Angle-resolved UV photoemission studies of the two-dimensional band structures of sulfur,selenium, and tellurium monolayers adsorbed on aluminium (111)

On A1(111) surfaces adsorbate layers of S, Se, and Te were prepared by reaction with H₂S and evaporation of selenium and tellurium. Two condensation processes of different rate were found by measuring the photoemission intensity of the adsorbate p-levels as a function of dosis or evaporation time. The first process was identified as the build-up of a monolayer. By LEED and angular resolved UPS it was found that the atoms of the monolayers are hexagonally close packed and aligned to, but not in registry with the substrate.

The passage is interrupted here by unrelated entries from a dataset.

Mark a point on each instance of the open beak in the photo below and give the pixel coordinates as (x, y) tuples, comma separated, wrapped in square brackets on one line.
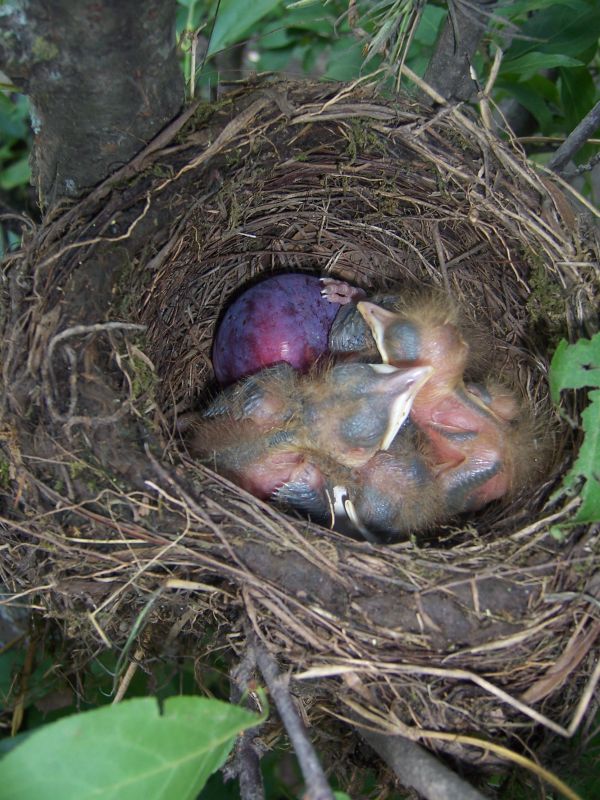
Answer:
[(405, 385), (377, 319)]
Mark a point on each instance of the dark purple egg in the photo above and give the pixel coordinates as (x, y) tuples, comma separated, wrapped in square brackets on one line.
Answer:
[(283, 318)]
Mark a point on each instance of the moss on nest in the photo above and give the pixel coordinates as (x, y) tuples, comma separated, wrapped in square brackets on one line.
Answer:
[(452, 638)]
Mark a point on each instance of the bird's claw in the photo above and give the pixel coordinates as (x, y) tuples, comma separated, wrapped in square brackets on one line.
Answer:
[(340, 292)]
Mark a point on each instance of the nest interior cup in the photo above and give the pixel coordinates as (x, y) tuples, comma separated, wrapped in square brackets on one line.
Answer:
[(323, 180)]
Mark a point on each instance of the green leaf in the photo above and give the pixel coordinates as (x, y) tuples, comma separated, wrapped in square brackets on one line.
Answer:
[(319, 21), (346, 60), (527, 65), (235, 19), (127, 751), (575, 366), (16, 174), (578, 95), (429, 25), (565, 28), (587, 464), (529, 98)]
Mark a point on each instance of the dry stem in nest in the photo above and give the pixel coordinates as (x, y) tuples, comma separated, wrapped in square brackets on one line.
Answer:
[(491, 629)]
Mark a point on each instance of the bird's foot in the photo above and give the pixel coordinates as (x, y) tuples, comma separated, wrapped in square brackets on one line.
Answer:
[(341, 292)]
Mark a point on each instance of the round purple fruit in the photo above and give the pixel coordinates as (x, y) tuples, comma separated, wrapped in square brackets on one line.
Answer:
[(283, 318)]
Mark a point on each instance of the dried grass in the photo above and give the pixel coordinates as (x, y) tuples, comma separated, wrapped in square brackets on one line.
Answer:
[(490, 626)]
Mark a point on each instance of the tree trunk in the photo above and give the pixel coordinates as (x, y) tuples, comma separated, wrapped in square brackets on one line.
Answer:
[(102, 79), (449, 71)]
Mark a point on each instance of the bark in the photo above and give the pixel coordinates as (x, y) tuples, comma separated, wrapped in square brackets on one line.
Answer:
[(449, 69), (102, 79)]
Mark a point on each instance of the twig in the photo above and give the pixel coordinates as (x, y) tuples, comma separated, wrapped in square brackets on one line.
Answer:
[(128, 677), (308, 760), (576, 139), (417, 768), (246, 761)]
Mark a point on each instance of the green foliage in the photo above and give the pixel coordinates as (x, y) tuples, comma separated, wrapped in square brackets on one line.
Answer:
[(231, 25), (551, 63), (128, 751), (576, 366), (15, 139)]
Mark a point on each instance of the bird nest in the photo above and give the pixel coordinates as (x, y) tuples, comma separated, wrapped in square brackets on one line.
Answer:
[(487, 626)]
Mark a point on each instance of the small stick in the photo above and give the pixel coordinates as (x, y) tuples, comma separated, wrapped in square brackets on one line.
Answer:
[(576, 139), (416, 768), (246, 761), (277, 684)]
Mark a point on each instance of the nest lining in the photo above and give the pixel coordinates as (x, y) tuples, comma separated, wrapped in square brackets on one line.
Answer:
[(387, 196)]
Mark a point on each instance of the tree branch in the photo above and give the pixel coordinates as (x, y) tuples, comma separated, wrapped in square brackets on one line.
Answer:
[(449, 71), (417, 768), (576, 139), (277, 684), (102, 78)]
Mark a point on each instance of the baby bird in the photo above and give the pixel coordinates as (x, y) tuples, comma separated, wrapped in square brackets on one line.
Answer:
[(395, 493), (470, 430), (271, 432), (350, 411)]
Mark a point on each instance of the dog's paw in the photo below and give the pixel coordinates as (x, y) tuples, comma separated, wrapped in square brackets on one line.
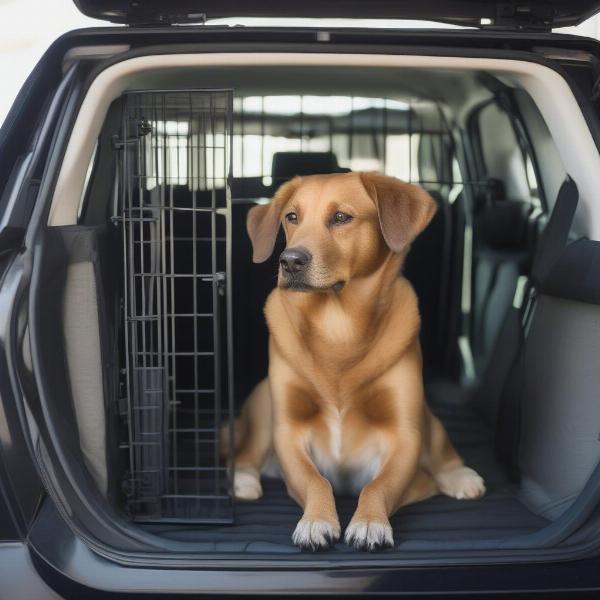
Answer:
[(369, 535), (246, 485), (461, 483), (315, 534)]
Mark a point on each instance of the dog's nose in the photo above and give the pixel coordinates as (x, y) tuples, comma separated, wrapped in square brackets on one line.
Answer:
[(294, 260)]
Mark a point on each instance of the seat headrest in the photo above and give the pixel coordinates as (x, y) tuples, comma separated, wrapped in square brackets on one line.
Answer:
[(289, 164)]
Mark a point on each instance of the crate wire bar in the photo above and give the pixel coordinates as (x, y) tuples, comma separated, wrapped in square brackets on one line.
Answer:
[(175, 215)]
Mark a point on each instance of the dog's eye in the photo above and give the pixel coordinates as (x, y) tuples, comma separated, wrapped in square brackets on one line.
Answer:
[(339, 218)]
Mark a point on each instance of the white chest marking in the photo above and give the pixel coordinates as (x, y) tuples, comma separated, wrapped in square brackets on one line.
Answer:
[(334, 422), (346, 473)]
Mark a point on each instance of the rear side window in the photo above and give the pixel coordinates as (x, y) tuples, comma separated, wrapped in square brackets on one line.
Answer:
[(505, 157)]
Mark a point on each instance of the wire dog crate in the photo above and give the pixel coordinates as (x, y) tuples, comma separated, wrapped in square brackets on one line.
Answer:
[(175, 214)]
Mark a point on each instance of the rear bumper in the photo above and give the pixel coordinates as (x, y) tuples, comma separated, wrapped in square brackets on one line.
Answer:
[(56, 564)]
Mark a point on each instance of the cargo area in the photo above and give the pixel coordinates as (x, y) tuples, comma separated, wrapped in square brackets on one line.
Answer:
[(154, 306)]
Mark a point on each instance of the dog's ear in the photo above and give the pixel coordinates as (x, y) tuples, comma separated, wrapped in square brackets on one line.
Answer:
[(404, 209), (263, 220)]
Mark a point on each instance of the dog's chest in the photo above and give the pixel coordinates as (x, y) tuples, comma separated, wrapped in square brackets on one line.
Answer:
[(344, 457)]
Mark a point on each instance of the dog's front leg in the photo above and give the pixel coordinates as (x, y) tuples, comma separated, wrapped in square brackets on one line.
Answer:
[(319, 526), (370, 528)]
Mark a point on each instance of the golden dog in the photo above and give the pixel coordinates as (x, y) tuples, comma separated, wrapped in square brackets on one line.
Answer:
[(343, 406)]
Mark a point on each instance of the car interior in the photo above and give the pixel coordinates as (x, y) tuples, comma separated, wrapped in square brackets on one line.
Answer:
[(504, 277)]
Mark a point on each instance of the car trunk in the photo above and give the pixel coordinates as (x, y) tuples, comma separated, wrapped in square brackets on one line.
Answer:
[(126, 208)]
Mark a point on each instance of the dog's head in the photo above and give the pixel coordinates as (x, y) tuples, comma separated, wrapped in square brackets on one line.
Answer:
[(338, 227)]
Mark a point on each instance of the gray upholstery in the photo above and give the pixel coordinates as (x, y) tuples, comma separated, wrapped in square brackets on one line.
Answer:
[(82, 342), (560, 406)]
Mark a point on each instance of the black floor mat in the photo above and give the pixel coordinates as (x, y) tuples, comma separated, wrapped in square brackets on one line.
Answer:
[(266, 525)]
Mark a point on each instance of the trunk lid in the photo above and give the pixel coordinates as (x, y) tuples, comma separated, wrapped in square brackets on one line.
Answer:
[(528, 14)]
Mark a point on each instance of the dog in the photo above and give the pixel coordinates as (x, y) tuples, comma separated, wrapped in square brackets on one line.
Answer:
[(343, 407)]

The nearest neighbour distances are 0.35 nm for S, 0.37 nm for Se, and 0.40 nm for Te. These distances are only somewhat smaller than the Van der Waals diameters. By measuring the kinetic energy and emission angle of photoelectrons from the adsorbate p-levels using polarized and unpolarized Hel (21.2eV) radiation the two-dimensional band structures could be constructed. They were found to be similar for all three adsorbate systems and only shifted as a whole to lower binding energies with increasing Z. The two-dimensional band structures were also calculated using a simple tight-binding model. The main features of the experimentally obtained bands could be reproduced by a calculation using only two parameters. The main differences between the calculated and experimentally evaluated bands could be attributed to the interaction of the monolayer with the substrate. For Te no important influence of the spin-orbit coupling was found.